October 6, 2010

Questions from Chris Gradel regarding the new partner desk installation

Why was this Sacramental banned by the Inquisition

I don’t know. In my research I found very few English-language sources dealing with the substance of the text (as opposed to the fact that it’s the first book by Spanish printers), one of them mentioned that it had been banned, but did not mention why. Presumably something in it was theologically unsound./unpopular, but I don’t know what.

Kathy Haas

The Jane Austen note is interesting. Just curious-- when did this library triple decker publishing of novels stop. Was it mainly British publishers .

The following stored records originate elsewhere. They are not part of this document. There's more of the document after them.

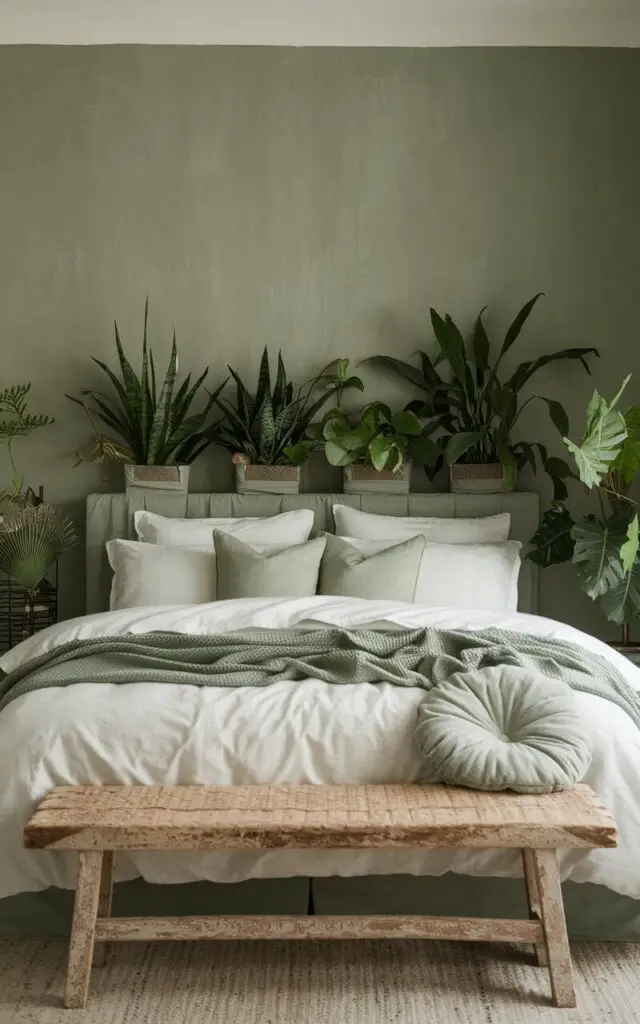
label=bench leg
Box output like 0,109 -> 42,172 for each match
534,850 -> 575,1008
93,850 -> 114,967
65,850 -> 102,1010
522,850 -> 548,967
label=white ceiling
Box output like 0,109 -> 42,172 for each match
0,0 -> 640,46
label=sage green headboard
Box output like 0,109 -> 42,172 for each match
86,490 -> 540,613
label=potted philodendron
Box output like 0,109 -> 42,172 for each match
68,300 -> 224,493
309,401 -> 425,494
211,347 -> 362,494
527,377 -> 640,643
366,293 -> 598,497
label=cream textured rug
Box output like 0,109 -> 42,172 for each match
0,941 -> 640,1024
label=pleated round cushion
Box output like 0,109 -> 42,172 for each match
415,666 -> 592,793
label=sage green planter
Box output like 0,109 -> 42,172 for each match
236,462 -> 300,495
125,463 -> 189,495
343,462 -> 411,495
449,462 -> 509,495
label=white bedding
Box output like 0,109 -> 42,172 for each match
0,597 -> 640,898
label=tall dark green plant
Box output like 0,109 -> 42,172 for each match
67,300 -> 224,466
366,292 -> 598,499
211,347 -> 364,466
527,377 -> 640,626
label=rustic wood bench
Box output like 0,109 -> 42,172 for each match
25,784 -> 616,1008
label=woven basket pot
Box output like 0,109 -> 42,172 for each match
236,462 -> 300,495
125,463 -> 189,495
343,462 -> 411,495
449,462 -> 509,495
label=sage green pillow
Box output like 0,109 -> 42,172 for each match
415,665 -> 592,793
318,534 -> 425,602
213,529 -> 325,601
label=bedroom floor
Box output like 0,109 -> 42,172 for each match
0,940 -> 640,1024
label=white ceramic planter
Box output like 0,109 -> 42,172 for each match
236,462 -> 300,495
343,462 -> 411,495
449,462 -> 509,495
125,463 -> 189,495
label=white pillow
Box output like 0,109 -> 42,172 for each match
334,505 -> 511,544
133,509 -> 313,549
343,537 -> 522,611
106,540 -> 216,611
106,539 -> 301,611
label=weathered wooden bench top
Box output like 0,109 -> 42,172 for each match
25,784 -> 616,850
25,784 -> 616,1008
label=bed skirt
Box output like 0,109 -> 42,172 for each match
0,873 -> 640,942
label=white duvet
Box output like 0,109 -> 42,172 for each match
0,597 -> 640,899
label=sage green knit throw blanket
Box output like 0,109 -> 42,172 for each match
0,629 -> 640,728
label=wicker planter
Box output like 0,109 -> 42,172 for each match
236,462 -> 300,495
343,462 -> 411,495
449,462 -> 509,495
125,463 -> 189,495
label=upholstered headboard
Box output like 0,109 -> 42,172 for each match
86,492 -> 540,612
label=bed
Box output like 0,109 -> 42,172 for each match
0,493 -> 640,940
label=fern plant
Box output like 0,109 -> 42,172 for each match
0,384 -> 53,501
67,299 -> 224,466
0,504 -> 78,596
211,346 -> 364,466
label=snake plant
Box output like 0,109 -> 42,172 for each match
67,300 -> 224,466
211,346 -> 362,466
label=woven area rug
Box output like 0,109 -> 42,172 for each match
0,940 -> 640,1024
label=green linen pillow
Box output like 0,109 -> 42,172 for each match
317,534 -> 425,602
415,665 -> 592,793
213,529 -> 325,601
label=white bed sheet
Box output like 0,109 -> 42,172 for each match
0,597 -> 640,898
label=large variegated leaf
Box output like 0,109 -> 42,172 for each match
564,377 -> 629,487
526,505 -> 575,568
572,516 -> 640,626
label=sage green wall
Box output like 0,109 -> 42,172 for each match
0,46 -> 640,632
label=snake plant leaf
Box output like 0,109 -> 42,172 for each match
444,430 -> 483,466
255,345 -> 271,410
146,332 -> 178,466
563,377 -> 629,487
526,505 -> 575,568
272,352 -> 293,409
0,504 -> 78,593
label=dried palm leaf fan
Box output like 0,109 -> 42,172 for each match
0,505 -> 78,596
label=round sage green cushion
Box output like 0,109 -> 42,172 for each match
416,666 -> 592,793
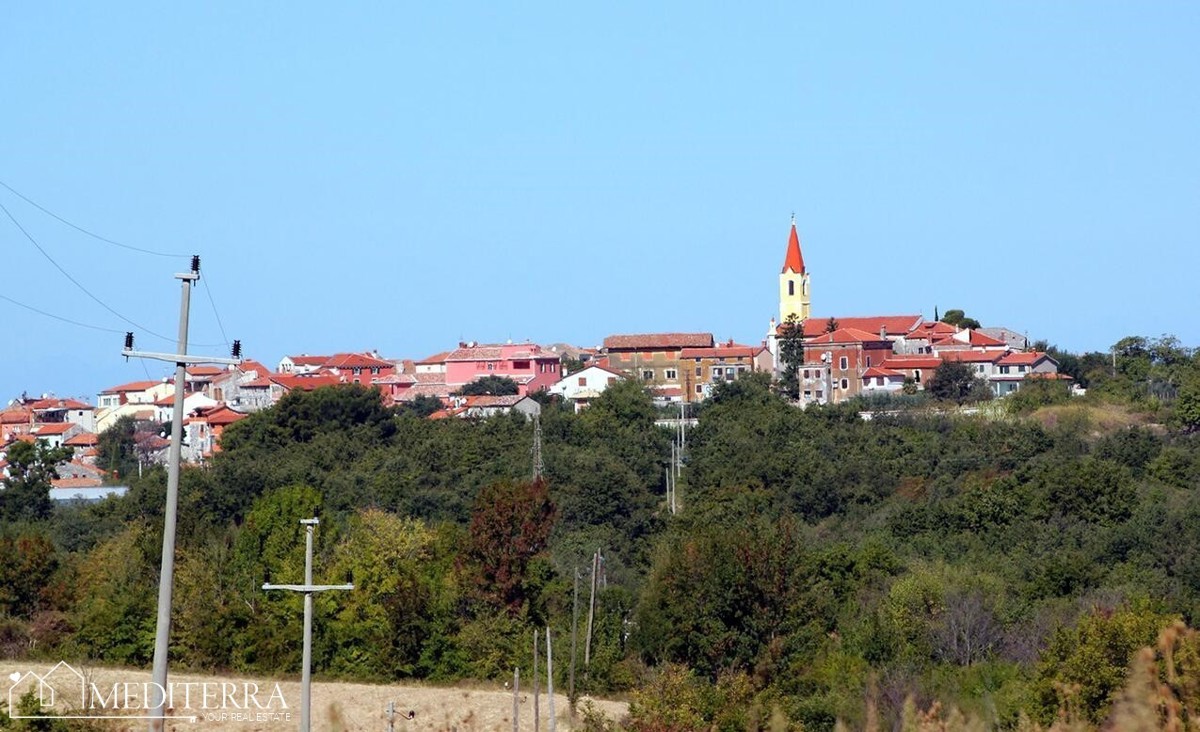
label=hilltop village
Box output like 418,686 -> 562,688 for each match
0,220 -> 1069,499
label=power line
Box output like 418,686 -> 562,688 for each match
0,295 -> 124,334
200,277 -> 229,348
0,194 -> 180,343
0,180 -> 188,259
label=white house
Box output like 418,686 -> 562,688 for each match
550,366 -> 626,412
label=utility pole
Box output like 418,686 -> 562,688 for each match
546,625 -> 558,732
263,517 -> 354,732
121,256 -> 241,732
533,628 -> 541,732
583,550 -> 600,678
533,415 -> 546,481
566,566 -> 580,710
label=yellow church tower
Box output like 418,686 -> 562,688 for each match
779,216 -> 810,324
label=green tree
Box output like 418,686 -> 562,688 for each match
0,439 -> 71,521
775,313 -> 804,401
462,479 -> 557,618
929,361 -> 990,404
458,376 -> 521,396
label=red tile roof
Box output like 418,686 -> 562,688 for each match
863,361 -> 904,379
880,356 -> 942,368
416,350 -> 450,366
780,221 -> 804,275
284,353 -> 329,366
101,382 -> 162,394
62,432 -> 100,448
804,316 -> 922,338
937,350 -> 1004,364
31,398 -> 95,412
679,343 -> 764,359
604,332 -> 713,350
1000,350 -> 1050,366
804,328 -> 884,346
320,353 -> 396,368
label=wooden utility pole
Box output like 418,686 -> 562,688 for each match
512,666 -> 521,732
546,625 -> 558,732
533,628 -> 541,732
566,566 -> 580,710
263,517 -> 354,732
583,550 -> 600,676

A good question, which I had to hunt for an answer too. It does seem to have been a primarily British phenomenon, because it was driven by the power of the circulating libraries, which were more prevalent and powerful there than elsewhere. The short answer is that the form collapsed pretty abruptly in 1894, when the two largest of these businesses announced a new limit on the price they would pay to publishers, who decided they couldn’t afford it and just stopped issuing them. Two reliable web pages that cover this in fairly brief form are

http://www.bl.uk/collections/early/victorian/pu_novel.html (a section of a British Library online exhibition Aspects of the Victorian Book)

http://www.victorianweb.org/economics/mudie.html (from the Victorian Web, a great resource which grew from a project at Brown)

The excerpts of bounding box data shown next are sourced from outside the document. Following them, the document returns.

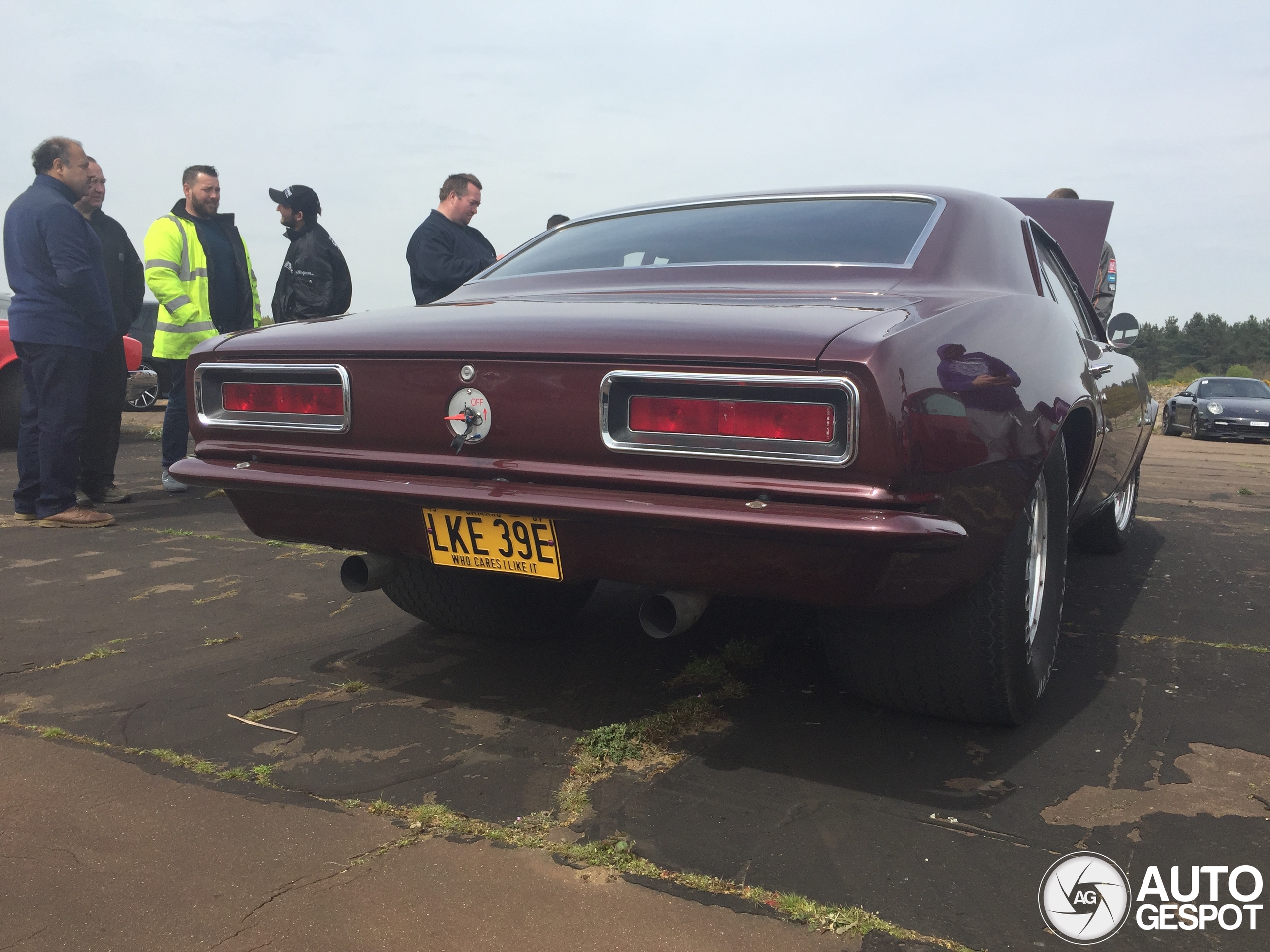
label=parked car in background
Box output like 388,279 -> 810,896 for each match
172,188 -> 1156,723
1163,377 -> 1270,440
0,292 -> 156,447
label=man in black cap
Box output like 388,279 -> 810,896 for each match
269,185 -> 353,324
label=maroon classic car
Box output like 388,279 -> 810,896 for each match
173,188 -> 1154,723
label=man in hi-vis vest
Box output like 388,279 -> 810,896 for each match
145,165 -> 260,492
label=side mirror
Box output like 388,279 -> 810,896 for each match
1107,311 -> 1138,351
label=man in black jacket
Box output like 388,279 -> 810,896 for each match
269,185 -> 353,324
405,172 -> 499,304
75,156 -> 146,505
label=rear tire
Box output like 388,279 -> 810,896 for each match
821,439 -> 1068,726
0,360 -> 22,447
383,558 -> 596,639
1072,466 -> 1138,555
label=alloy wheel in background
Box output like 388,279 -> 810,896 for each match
127,360 -> 159,410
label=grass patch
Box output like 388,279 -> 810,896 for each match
34,639 -> 128,674
0,715 -> 971,952
383,803 -> 970,952
665,655 -> 732,691
151,748 -> 225,777
576,723 -> 644,764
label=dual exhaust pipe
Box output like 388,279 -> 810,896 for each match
339,552 -> 405,595
639,592 -> 710,639
339,552 -> 710,639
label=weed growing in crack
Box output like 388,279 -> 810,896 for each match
141,748 -> 225,775
578,723 -> 644,764
0,714 -> 971,952
665,655 -> 730,691
719,637 -> 771,669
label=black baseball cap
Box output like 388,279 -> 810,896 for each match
269,185 -> 321,216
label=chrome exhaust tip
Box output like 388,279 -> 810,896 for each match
339,552 -> 403,594
639,592 -> 710,639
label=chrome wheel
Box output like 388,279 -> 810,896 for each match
1111,478 -> 1138,532
1023,475 -> 1049,660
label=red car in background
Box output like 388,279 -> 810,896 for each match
0,292 -> 157,447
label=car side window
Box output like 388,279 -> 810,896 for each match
1036,245 -> 1097,340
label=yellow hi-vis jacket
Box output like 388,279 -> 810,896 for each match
145,202 -> 260,360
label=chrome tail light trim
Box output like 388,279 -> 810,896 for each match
599,371 -> 860,467
194,360 -> 353,433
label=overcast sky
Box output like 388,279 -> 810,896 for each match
0,0 -> 1270,322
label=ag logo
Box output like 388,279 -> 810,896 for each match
1036,853 -> 1132,946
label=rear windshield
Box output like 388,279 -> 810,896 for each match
1199,379 -> 1270,400
489,198 -> 935,278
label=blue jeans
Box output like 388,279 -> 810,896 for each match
13,340 -> 95,518
163,359 -> 189,470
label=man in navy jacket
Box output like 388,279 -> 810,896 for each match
4,137 -> 118,528
405,172 -> 498,304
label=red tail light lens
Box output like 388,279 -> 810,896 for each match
221,383 -> 344,416
628,396 -> 833,443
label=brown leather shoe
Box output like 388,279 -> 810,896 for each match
38,505 -> 114,530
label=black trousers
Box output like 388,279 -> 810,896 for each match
79,336 -> 128,492
13,340 -> 95,518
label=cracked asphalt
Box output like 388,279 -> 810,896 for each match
0,433 -> 1270,950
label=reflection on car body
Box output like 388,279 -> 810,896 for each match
173,188 -> 1153,723
1165,377 -> 1270,439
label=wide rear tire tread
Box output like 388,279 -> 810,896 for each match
821,440 -> 1068,726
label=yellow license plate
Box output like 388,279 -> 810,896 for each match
423,509 -> 562,579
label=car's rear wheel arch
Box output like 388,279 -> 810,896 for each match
1063,406 -> 1093,504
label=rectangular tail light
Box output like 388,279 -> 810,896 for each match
221,382 -> 344,416
193,360 -> 352,433
628,396 -> 833,443
599,371 -> 860,466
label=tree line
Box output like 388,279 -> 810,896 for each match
1132,311 -> 1270,379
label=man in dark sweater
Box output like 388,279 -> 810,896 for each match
4,137 -> 118,528
405,172 -> 501,304
75,156 -> 146,505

I reached these pages in a roundabout way from things found via the web site of The Society for the History of Authorship, Reading, and Publishing (SHARP), (http://www.sharpweb.org), which is a good place to start for questions of this sort. If Chris wants to pursue other aspects of this question she’ll find useful leads on all of these sites. I’d also recommend them to other docents who’re interested in pursuing their own researches, and will always be happy to discuss what they find there.